“Yes, he is worried and yet cheerful. He keeps on being irritable for a minute and then cheerful and then irritable again. And you know, Alyosha, I am constantly wondering at him—with this awful thing hanging over him, he sometimes laughs at such trifles as though he were a baby himself.”
“And did he really tell you not to tell me about Ivan? Did he say, ‘Don’t tell him’?”
“Yes, he told me, ‘Don’t tell him.’ It’s you that Mitya’s most afraid of. Because it’s a secret: he said himself it was a secret. Alyosha, darling, go to him and find out what their secret is and come and tell me,” Grushenka besought him with sudden eagerness. “Set my mind at rest that I may know the worst that’s in store for me. That’s why I sent for you.”
“You think it’s something to do with you? If it were, he wouldn’t have told you there was a secret.”

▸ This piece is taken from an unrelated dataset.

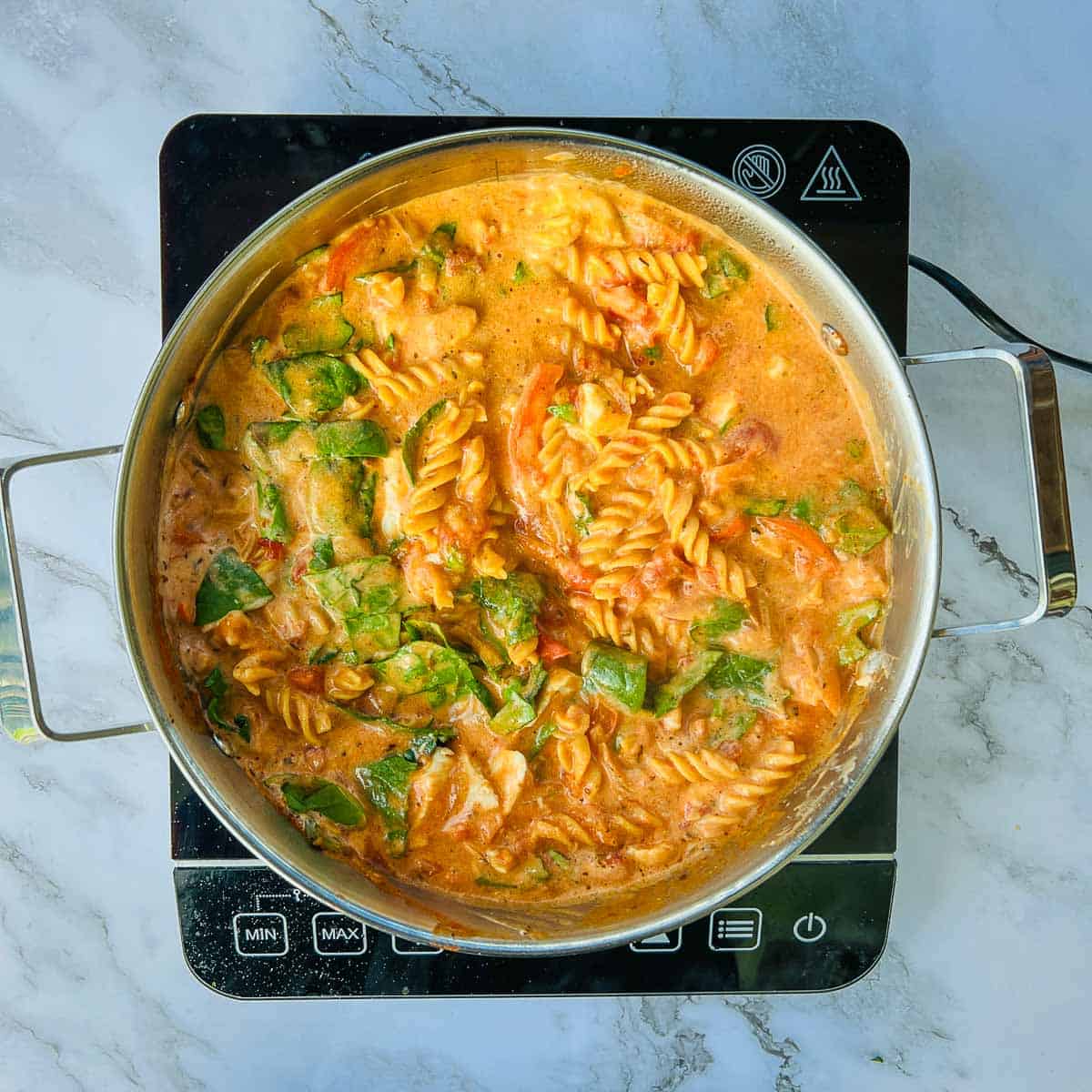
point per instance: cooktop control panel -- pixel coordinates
(817, 925)
(814, 926)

“I don’t know. Perhaps he wants to tell me, but doesn’t dare to. He warns me. There is a secret, he tells me, but he won’t tell me what it is.”
“What do you think yourself?”
“What do I think? It’s the end for me, that’s what I think. They all three have been plotting my end, for Katerina’s in it. It’s all Katerina, it all comes from her. She is this and that, and that means that I am not. He tells me that beforehand—warns me. He is planning to throw me over, that’s the whole secret. They’ve planned it together, the three of them—Mitya, Katerina, and Ivan Fyodorovitch. Alyosha, I’ve been wanting to ask you a long time. A week ago he suddenly told me that Ivan was in love with Katerina, because he often goes to see her. Did he tell me the truth or not? Tell me, on your conscience, tell me the worst.”
“I won’t tell you a lie. Ivan is not in love with Katerina Ivanovna, I think.”